Bundan sonra eczaneler SGK ile önce eczane provizyon sisteminden e-sözleşme yapıp arkasından SGK İl Müdürlüklerine giderek söz konusu sözleşmeyi imzalayacaklar. Vatandaşların bu süreçte herhangi bir mağduriyetlerinin söz konusu olmayacağı öngörülmektedir.


Eczacı odaları kendi ayaklarına sıktı

Eczacı odaları, her sözleşme döneminde SGK ile yaptıkları protokole uygun olarak düzenlenen dört sayfalık tip sözleşmeyi üyelerine 500.-TL karşılığında satıp bir anlamda SGK üzerinden kendi meslek odaları üyelerini soyuyordu. SGK ile anlaşma yapan 22.870 eczanenin her sözleşme başına 500.-TL ödediği gözönüne alındığında bir sözleşme döneminde odaların sadece SGK tip sözleşmesi satışından 11.435.000.-TL gelir elde ettiği açıkça ortaya çıkmaktadır. SGK ile serbest eczacıların yeni dönemde yapacakları sözleşmelerden herhangi bir ücret talep edilmeyeceği SGK tarafından kamuoyuna yapılan açıklama ile deklare edildi. Ayrıca eczacı odaları tip sözleşmeyi eczacılara satarken odaya aidat borcu bulunmaması şartı aradıklarından, aidat tahsilatlarını düzenli olarak her yıl yapmaktaydılar. Türk Eczacılar Birliği ile onu provokatif eylem yapmaya teşvik eden eczacı odaları büyük bir karşılıksız gelirden olmuş oldular.
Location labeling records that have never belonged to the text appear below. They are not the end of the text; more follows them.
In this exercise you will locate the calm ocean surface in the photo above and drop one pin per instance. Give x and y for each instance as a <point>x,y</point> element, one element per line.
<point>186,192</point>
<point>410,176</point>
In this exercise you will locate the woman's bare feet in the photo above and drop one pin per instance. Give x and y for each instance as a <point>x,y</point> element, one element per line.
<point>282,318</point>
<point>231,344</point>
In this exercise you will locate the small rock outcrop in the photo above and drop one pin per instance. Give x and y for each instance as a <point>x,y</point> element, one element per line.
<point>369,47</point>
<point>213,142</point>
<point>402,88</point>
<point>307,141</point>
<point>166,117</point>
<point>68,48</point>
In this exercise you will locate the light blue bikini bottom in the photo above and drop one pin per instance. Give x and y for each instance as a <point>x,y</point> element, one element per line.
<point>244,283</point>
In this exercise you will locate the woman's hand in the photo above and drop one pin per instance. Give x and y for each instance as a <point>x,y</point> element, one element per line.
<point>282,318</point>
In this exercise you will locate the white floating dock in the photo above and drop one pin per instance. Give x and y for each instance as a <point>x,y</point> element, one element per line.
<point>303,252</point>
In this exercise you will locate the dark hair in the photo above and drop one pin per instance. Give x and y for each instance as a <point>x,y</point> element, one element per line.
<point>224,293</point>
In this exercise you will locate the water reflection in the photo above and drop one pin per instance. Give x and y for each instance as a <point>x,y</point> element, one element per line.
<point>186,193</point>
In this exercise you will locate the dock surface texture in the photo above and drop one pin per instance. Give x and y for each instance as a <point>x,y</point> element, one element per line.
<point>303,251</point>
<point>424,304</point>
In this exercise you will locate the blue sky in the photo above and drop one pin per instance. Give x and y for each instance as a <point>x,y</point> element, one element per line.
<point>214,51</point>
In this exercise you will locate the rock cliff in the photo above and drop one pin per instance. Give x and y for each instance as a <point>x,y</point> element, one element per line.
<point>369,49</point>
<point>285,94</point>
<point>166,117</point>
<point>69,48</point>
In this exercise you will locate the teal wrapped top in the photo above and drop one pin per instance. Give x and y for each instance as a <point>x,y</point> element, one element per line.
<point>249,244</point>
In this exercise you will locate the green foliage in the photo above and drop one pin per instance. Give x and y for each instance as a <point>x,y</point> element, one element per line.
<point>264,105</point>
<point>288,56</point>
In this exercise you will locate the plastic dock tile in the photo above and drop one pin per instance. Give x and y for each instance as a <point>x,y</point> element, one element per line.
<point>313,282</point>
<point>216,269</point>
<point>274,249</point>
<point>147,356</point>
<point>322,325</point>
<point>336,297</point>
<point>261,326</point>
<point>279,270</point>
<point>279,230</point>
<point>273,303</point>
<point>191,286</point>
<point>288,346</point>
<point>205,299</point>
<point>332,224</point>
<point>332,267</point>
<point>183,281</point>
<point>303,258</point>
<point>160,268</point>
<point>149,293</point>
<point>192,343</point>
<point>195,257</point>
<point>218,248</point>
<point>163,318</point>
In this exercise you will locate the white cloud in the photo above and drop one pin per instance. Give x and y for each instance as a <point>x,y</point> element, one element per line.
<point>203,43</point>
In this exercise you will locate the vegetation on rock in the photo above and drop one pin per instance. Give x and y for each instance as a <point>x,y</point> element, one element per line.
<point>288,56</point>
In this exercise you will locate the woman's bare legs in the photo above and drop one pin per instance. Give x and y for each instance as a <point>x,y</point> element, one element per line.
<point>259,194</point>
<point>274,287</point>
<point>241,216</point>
Yasalar gereği eczacılık fakültesi mezunu olmayan bir kimse Türkiye Cumhuriyeti sınırları içersinde eczane açamaz ve eczacılık mesleğini icra edemez. Eczacılar eczacılık mesleğinin tekel konumundan yararlanarak daha fazla kâr elde etmek için vatandaşların ilaca kolay ulaşımını eylemleri daha fazla ses getirsin diye engellediklerinde, Türkiye de eczanelerde satılan 7.500-8.000 ilacın büyük bir çoğunluğunun marketlerde satılması da gündeme geldi, tartışılmaya başladı. Nitekim bu uygulama Amerika Bileşik Devletleri başta olmak üzere birçok Avrupa Birliği ülkesinde başarıyla uygulanmaktadır. Yani eczacılar bir anlamda “dimyata pirince giderken eldeki bulgurdan” olacaklar.
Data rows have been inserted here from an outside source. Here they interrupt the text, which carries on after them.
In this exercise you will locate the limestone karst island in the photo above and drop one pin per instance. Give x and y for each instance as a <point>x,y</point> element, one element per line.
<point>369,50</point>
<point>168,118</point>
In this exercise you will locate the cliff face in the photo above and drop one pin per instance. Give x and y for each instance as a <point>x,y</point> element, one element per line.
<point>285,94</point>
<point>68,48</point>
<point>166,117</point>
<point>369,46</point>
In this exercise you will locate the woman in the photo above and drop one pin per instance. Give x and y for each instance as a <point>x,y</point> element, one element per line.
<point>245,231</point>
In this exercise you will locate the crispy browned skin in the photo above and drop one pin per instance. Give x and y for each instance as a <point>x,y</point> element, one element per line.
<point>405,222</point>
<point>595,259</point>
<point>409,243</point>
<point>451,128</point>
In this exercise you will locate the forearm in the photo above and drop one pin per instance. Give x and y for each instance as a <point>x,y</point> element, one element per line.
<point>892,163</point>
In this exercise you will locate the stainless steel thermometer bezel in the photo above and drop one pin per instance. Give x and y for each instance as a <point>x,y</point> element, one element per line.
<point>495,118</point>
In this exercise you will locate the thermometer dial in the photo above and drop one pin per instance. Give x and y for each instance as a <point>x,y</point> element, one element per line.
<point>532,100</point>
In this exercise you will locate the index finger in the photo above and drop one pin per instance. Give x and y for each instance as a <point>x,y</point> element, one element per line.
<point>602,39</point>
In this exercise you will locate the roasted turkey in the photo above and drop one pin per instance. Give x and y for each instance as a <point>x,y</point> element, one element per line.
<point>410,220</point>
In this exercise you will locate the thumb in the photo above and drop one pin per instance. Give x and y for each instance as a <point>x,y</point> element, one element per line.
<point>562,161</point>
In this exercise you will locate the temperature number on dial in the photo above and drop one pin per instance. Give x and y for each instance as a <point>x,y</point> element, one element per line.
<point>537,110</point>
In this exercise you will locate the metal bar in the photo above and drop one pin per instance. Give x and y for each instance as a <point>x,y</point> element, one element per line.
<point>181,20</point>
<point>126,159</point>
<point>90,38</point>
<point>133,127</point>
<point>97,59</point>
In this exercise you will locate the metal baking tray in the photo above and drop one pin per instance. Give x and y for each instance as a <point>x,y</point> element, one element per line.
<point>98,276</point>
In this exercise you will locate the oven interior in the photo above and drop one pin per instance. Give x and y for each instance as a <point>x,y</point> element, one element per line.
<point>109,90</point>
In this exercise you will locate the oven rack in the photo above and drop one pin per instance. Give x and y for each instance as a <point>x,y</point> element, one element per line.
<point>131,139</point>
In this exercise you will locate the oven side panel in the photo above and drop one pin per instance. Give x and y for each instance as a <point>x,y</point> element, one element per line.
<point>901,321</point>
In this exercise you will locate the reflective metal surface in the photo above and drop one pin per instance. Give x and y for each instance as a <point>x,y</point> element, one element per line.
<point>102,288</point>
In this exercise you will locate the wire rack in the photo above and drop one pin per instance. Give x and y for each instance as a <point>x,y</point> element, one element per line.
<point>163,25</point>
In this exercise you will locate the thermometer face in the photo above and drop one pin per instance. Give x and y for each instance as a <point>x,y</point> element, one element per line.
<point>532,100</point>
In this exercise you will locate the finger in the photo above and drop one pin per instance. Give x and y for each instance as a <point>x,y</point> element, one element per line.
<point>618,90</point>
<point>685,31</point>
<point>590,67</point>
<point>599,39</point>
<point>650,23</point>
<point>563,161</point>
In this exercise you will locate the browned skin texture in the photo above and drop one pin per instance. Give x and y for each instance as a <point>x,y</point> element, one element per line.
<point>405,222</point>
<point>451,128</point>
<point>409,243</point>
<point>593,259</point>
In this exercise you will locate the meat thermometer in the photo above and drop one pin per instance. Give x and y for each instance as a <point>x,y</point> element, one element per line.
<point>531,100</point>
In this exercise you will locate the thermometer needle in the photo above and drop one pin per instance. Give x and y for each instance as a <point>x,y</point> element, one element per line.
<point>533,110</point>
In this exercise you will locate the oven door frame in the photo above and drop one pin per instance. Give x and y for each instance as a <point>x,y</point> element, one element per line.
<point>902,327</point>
Çalışma ve Sosyal Güvenlik Bakanı Dinçer’i kutluyorum

Çalışma ve Sosyal Güvenlik Bakanı Ömer Dinçer’i, eczacı odalarının aba altından sopa göstermesine aldırmayarak aldığı cesur karar ile, eczacıları eczacı odalarının mahalle baskısından kurtararak, eczacılardan alınan yaklaşık 12 milyon liralık haraca dur dediği için ayrıca kutlamak gerekir.

Eczacı odalarının protokol gereği organize ettikleri ve eczaneler tarafından zorunlu olarak dönüşümlü dağıtımını yaptıkları diyaliz reçeteleri, işyeri reçeteleri, mor ve turuncu reçeteye yazılması zorunlu ilaçların yer aldığı reçeteler, eritropoietin ve darbepœtin preparatlarını ihtiva eden reçeteler üzerinde eczacı odalarının eczanelerden reçete bedelinin yüzde 1-2’si oranında peşin olarak aldıkları bedellerin tahsilatına dur diyecek düzenlemenin yeni sözleşmelerde yer alması da ayrıca temennimizdir.